Şehit seven bir kültür, geliştirilerek, kendi kanlı ve kirli emelleri için, ölümü kutsamak, Türkiye ve İslamın Halifesi Erdoğan'ı hezimeten kurtarmayacaktır. Öldürmeye alışık bir toplum kültürü, acımasız, barbar ahlaktan yoksun, prensipsiz saldırgan kendi dışında herkesi düşman gören islamo-faşizm yaratmştır. İslam alemi, yaşamı değil ölümü kutsar. Bu dünyada insan gibi yaşamayı hak etmediklerini, Şehitlik demogojisiyle topluma yuturmaktadır.

Esma Akbalık

13.03.2020, Cum | 16:42

Şehitler Ölür, Vatan Bölünür !
Makaleyi Paylaş

Şehitler ölmez vatan bölünmez diyerek neyi kurtarmaya çalışıyorsunuz?

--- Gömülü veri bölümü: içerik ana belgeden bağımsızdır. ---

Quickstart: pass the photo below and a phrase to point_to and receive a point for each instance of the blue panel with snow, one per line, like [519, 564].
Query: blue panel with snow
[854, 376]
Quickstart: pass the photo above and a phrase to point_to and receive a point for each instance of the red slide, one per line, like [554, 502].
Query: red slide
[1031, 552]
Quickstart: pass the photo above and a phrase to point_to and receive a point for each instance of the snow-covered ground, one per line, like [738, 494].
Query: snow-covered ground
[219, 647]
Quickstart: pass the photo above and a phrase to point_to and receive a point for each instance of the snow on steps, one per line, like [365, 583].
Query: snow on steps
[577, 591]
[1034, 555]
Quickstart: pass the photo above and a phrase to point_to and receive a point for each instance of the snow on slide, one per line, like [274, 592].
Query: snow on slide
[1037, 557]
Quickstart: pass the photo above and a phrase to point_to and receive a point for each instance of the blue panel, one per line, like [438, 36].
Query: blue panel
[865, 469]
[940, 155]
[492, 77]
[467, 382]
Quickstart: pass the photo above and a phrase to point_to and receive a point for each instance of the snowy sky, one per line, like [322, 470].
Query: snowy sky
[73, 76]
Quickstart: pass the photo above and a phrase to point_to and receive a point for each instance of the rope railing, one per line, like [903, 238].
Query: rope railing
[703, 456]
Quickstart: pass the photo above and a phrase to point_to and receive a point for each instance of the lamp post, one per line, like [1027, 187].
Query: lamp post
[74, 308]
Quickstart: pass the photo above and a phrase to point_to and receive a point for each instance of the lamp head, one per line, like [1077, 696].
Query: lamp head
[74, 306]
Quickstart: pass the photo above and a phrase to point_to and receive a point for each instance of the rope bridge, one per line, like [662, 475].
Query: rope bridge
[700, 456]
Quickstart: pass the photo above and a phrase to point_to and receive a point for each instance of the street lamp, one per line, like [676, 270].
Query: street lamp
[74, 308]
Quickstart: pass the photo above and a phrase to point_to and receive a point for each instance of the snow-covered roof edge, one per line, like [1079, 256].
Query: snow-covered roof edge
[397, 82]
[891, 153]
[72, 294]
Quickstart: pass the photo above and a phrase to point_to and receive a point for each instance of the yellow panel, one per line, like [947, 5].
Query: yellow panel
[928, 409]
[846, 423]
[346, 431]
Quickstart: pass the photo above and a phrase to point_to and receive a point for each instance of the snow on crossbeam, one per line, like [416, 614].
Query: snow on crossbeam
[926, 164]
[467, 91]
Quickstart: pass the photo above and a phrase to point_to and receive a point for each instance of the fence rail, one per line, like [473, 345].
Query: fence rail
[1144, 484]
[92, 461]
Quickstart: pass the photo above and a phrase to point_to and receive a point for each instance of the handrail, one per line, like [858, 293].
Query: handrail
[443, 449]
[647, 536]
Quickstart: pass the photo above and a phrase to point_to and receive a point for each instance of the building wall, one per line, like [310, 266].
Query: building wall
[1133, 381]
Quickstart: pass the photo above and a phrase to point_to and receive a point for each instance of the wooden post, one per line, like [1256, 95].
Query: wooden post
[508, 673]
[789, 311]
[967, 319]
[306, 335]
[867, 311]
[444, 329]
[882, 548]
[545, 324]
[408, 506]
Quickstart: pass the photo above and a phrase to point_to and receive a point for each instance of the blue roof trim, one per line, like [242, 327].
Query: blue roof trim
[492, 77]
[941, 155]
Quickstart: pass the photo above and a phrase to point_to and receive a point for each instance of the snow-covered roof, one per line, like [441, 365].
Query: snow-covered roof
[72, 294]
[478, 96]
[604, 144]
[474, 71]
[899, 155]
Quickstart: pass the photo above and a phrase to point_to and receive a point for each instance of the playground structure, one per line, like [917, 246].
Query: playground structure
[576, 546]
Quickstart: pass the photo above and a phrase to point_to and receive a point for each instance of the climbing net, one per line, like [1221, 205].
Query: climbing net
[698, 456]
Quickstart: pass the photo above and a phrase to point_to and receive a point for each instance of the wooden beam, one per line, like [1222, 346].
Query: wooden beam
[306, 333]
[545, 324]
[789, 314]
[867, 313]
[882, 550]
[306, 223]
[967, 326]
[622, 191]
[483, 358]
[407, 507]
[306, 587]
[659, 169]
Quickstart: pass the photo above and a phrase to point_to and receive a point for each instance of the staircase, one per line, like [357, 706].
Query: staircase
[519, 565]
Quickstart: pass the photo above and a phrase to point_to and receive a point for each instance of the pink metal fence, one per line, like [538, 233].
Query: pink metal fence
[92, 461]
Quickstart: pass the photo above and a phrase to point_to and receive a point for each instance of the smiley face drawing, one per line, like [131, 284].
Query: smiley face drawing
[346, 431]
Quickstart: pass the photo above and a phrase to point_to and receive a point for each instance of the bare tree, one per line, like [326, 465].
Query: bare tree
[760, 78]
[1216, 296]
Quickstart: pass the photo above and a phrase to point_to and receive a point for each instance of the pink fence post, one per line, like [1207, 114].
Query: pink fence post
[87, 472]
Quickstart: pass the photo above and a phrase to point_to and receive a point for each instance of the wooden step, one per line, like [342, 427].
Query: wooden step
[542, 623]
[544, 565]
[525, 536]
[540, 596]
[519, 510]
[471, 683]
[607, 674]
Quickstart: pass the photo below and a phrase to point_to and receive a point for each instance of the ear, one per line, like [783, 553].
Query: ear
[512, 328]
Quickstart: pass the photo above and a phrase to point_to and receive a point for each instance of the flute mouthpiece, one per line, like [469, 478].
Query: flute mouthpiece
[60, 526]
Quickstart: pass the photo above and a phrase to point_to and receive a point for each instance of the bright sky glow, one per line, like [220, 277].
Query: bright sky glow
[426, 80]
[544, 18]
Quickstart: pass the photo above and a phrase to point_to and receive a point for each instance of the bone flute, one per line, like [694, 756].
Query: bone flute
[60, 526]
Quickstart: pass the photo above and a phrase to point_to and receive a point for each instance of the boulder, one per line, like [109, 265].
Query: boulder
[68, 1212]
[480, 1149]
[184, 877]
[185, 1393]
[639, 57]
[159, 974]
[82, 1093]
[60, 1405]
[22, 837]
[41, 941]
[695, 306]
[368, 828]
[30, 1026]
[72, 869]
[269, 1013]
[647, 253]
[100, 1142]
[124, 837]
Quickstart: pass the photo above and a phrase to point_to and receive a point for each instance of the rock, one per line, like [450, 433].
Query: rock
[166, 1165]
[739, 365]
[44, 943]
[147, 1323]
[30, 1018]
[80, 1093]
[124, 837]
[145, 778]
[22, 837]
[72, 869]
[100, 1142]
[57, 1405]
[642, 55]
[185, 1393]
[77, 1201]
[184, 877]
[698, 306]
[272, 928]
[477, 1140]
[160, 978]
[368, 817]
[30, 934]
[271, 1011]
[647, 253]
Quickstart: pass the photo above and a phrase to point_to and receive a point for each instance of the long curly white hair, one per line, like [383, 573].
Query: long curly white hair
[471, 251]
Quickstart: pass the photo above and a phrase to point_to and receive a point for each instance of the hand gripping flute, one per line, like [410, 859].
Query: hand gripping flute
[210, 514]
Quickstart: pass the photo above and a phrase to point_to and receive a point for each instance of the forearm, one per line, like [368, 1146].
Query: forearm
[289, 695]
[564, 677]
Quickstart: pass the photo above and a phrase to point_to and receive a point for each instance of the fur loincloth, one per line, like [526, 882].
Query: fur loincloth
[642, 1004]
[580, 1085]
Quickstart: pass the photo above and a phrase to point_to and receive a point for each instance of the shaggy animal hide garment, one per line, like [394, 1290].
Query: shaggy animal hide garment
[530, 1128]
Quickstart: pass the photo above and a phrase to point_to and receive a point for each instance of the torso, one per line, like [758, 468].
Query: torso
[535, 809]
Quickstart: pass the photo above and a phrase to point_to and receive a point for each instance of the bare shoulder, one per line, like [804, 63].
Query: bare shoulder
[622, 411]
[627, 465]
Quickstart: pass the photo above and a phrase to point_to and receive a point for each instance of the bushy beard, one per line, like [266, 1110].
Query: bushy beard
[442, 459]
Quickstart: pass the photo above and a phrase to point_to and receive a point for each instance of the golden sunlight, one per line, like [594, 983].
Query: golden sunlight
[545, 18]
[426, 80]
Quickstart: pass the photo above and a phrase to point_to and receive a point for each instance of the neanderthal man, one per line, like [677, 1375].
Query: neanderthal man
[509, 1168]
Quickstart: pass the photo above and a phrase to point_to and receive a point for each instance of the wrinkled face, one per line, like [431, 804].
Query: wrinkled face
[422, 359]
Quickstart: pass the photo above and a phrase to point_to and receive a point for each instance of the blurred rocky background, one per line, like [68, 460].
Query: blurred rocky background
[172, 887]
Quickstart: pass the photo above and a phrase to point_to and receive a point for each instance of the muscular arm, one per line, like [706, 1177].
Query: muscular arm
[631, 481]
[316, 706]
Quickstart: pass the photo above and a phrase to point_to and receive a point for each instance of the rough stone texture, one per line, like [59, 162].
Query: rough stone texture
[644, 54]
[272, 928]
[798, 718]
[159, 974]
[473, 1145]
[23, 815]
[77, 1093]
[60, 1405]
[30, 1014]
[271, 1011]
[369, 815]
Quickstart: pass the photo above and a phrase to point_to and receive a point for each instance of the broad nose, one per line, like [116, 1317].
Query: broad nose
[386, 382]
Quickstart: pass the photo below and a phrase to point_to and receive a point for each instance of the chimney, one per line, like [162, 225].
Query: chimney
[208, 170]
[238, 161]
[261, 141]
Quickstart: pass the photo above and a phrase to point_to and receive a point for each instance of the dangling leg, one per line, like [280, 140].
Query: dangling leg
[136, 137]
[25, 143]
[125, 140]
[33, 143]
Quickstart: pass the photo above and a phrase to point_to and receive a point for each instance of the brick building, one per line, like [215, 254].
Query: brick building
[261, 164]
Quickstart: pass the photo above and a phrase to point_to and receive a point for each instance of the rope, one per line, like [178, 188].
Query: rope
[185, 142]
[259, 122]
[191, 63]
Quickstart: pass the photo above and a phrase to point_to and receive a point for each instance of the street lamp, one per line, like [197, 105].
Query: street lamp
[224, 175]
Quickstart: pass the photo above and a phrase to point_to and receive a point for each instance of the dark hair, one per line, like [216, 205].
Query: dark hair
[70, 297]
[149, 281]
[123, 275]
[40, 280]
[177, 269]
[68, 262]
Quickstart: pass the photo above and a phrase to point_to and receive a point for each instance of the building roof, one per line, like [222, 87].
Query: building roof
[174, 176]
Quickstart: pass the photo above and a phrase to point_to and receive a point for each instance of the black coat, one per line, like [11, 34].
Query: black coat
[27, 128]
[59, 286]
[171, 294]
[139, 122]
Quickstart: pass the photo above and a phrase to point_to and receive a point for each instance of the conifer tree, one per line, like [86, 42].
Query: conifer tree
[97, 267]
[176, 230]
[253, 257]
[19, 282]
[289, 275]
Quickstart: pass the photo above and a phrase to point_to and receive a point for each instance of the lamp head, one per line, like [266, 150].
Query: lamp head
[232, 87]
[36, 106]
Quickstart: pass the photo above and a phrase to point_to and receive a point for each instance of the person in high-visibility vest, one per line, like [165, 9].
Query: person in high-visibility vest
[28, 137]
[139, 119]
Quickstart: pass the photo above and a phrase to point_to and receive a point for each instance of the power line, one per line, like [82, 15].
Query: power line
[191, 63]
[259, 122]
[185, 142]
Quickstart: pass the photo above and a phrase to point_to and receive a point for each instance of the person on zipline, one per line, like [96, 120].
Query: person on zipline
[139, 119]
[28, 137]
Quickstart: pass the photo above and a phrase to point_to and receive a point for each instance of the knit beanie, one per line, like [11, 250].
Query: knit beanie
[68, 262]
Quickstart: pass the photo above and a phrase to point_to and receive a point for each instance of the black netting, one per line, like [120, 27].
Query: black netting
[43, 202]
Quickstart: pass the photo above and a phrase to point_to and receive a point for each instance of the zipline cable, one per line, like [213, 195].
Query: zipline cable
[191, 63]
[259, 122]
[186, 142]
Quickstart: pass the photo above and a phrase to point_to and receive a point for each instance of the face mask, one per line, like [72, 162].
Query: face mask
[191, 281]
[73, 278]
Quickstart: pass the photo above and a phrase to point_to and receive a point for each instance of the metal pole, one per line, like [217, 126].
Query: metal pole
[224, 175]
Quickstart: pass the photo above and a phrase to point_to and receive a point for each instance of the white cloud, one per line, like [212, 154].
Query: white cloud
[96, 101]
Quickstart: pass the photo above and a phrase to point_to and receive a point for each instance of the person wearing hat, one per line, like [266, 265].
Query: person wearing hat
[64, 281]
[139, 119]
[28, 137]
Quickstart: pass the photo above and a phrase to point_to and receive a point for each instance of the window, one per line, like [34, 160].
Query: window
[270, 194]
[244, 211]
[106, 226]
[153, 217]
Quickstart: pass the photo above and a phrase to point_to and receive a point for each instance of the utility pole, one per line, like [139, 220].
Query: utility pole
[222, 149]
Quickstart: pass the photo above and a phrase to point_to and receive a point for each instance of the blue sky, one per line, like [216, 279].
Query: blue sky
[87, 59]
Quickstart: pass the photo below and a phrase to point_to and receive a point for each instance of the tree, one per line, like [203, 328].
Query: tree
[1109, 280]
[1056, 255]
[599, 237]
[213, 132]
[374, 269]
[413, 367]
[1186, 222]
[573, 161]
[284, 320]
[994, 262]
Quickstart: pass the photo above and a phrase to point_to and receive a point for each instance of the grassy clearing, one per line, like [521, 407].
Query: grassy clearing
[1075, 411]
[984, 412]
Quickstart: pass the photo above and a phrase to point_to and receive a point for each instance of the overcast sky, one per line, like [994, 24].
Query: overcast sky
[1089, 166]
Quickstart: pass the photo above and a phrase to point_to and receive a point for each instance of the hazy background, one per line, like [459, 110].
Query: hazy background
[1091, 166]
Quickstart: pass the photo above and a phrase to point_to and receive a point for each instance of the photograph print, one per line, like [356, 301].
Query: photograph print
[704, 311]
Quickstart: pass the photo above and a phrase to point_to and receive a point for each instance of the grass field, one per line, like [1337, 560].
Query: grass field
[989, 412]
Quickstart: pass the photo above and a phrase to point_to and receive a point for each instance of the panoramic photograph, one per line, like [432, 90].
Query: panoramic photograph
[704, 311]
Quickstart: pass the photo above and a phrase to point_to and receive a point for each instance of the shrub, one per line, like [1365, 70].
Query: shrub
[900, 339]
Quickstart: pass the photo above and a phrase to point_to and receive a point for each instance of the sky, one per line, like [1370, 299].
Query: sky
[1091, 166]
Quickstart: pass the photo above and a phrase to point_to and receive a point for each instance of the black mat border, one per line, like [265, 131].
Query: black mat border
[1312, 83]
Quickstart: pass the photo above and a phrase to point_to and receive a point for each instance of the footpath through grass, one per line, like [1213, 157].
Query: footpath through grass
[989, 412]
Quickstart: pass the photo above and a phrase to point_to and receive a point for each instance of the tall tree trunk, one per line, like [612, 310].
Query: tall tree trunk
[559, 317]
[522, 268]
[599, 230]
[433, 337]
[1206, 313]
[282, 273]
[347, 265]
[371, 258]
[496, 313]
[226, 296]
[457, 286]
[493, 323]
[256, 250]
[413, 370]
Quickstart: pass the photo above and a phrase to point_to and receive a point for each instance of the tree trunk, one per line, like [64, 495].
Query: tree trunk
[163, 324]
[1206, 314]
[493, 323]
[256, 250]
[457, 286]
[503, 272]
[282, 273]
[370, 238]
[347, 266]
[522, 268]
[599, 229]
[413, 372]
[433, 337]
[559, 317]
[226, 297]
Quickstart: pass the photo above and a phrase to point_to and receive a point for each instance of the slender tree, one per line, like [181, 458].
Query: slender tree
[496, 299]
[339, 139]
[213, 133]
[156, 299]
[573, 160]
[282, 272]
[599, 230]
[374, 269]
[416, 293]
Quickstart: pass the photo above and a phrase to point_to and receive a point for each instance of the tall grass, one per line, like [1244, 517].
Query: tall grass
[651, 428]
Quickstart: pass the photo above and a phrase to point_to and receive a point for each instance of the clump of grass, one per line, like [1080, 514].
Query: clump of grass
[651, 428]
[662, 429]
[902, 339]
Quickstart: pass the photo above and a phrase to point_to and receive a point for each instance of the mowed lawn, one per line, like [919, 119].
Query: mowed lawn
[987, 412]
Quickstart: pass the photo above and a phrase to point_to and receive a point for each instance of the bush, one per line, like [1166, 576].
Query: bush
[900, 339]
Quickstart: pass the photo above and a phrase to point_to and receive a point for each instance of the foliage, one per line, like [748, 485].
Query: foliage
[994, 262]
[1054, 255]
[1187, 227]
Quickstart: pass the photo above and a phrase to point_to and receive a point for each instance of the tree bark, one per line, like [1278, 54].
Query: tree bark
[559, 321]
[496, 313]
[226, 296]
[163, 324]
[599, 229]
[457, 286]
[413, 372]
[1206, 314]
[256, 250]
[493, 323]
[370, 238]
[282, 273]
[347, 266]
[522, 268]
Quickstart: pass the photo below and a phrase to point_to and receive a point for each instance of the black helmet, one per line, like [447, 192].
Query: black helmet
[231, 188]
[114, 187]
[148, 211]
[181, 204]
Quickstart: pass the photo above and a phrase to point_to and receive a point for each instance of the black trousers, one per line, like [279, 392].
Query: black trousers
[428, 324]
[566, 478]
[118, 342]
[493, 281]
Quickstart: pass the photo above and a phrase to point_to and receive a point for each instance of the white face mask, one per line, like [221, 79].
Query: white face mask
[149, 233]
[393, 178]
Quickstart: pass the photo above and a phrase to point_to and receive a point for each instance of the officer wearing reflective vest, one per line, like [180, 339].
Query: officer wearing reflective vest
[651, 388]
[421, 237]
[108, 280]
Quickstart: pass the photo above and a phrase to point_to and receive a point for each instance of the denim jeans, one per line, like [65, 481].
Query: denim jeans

Başkasının ülkesini işgal edenlere, vatanlarını bölenlere; insanları katledenlere, göçe ve sürgüne mecbur edenlere barbar, zalim, katil, terörist denir. Dünyanın en tehlikeli terör örgtleriyle birlikte suriye'yi büyük bir savaşın içine çektiler. İnsanların can ve mal güvenliği kalmadı ve büyük göç yaşadılar. Barbar Türklerin pisliğini anlatmak, Esad rejimini temiz çıkarmak için değildir.

Bu gerçeği kimse inkar demez. Ama Türkiye devleti bu durumu, Suriye Tükiye'ye yapmış gibi lance etmektedir.

Bilmeyen, Türkiye'nin işgal altında oduğunu ve türklerin vatanlarını kurtarmak için esarete karşı savaşarak öldüklerini sanır. Bütün dünya Muhtar cumhuriyet'inin Osman'lı ayak oyunlarını gördü. Tarihte hiç bu kadar pisliğe batmamıştı.«Şehitler tepesini boş bırakmayacağız» diyerek, tepeler askerlerin cesetleriyle dolup taştı. ölümü meşru göstererek, kayıp yakınlarına, susmaları için mesaj veriyor. Bu aynı zamanda korkunun bir şekilde ifade edilmesidir.

Başkalarını öldürmeye gidenler ölür, başka vatanları bölenler bölünür.

Bunlar Şehit falan değil kibirli, gözü dönmüş, milletini ve ülkesini çok sevdiğini söyleyen, milli ve yerli Reis Recep kibiri uğruna öldürülmüşlerdir.

« Bir Gece Ansızın Gelebiliriz » diyen, Recep, Bir gece ansızın Rusya ve Suriye güçlerinin hışımına uğradı ve suurunu kaybetti, feleği şaştı, dil tutulması oldu,.

Türkiye Cumhuriyeti devleti 27 Subat 2020'de büyük bir şok yaşayarak lâl oldu.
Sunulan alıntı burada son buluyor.